Pagina a cura di Bruno Fioretti

Archiviati gli anni delle turbolenze dei mercati finanziari iniziate con il crack della Lehman Brothers del 2008 e della generosità del calcolo retributivo delle pensioni (almeno per il futuro), il sistema previdenziale dei professionisti oggi si presenta con una sostenibilità finanziaria di gran lunga più solida rispetto alla gestione pubblica. È quanto emerge dalla lettura incrociata dei dati contenuti nel rapporto n. 4/2017 recentemente pubblicato dal Centro Studi Itinerari previdenziali. Nel suo complesso, infatti, la spesa pensionistica sale a 217.863 milioni di euro (+0,81% rispetto all’anno precedente) a fronte di entrate contributive complessive pari a 191.333 milioni di euro (+ 0,91%). Cresce, seppur di poco, anche il saldo negativo che si attesta a 26.530 milioni (+0,04%). A fermare il grosso del disavanzo è il saldo pensionistico positivo della gestione separata dell’Inps (7.198 milioni) e delle Casse di previdenza dei professionisti (3.452 milioni). Nel dettaglio, però, seppur in presenza di platee molto diverse fra di loro, anche numericamente, le gestioni Inps sono quasi tutte in passivo. Al contrario delle gestioni private.

Nel pubblico. Le gestioni Inps in attivo sono solo tre: «commercianti» con 603 milioni (erano 521 milioni nel 2014), dei «lavoratori dello spettacolo» con 422 milioni (279 l’anno prima) e «parasubordinati» con 7.198 milioni, in crescita del 3,7% rispetto ai 6.943 del 2014.

Le gestioni che hanno avuto, invece, i più alti passivi sono quella dei «dipendenti pubblici» con un passivo di 28.980 milioni di euro (26.875 nel 2014), la gestione ex Ferrovie dello stato che presenta per il 2015 un pesante saldo negativo di 4.233 milioni di euro. Seguono le gestioni «Artigiani» con un saldo negativo di 3.641 milioni di euro (3.541 l’anno prima), «Coltivatori diretti, Coloni e Mezzadri» con un saldo negativo di 3.123 milioni di euro (3.146 milioni l’anno precedente), il «Fondo Trasporti» con un risultato di esercizio negativo per 1.064 milioni.

Nel privato. Nelle Casse di previdenza la spesa per pensioni ha raggiunto i 4.585 milioni di euro con un incremento del 4% rispetto all’anno precedente.
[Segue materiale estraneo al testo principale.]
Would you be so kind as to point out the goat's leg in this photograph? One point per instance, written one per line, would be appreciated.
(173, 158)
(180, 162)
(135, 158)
In particolare negli enti di vecchia generazione come quelli di avvocati, ingegneri e architetti, medici ecc. si registra un valore pari a 4.552 milioni di euro (+3,9%) a fronte di entrate contributive pari a 7.495 milioni di euro (+2,8%). Mentre nelle nuove gestioni come quelle di biologi, psicologi, infermieri ecc. la spesa è pari a 32 milioni di euro (+17%) a fronte di contributi incassati pari a 413 milioni di euro (+6,3%). Il saldo complessivo tra le entrate contributive e le spese per pensioni si attesta su un valore di circa 3,32 miliardi di euro con un incremento percentuale dell’1,7% rispetto all’anno precedente: 2,94 miliardi di euro per le casse storiche dei professionisti privatizzate con il dlgs 509/94 e 381 milioni di euro per quelle più recenti nate con il dlgs 103/96.

È grazie a vincoli molto stringenti come quelli dettati dell’ultima Riforma Monti Fornero del 2011 che tutti gli enti privatizzati e privati hanno dimostrato nell’ultima verifica triennale una complessiva sostenibilità a 50 anni. Solo le Casse dei geometri e dei giornalisti oggi con le sole entrate contributive non riescono a pagare le pensioni e per questo motivo devono attingere al patrimonio accantonato a titolo di riserva tecnica (si veda altro articolo).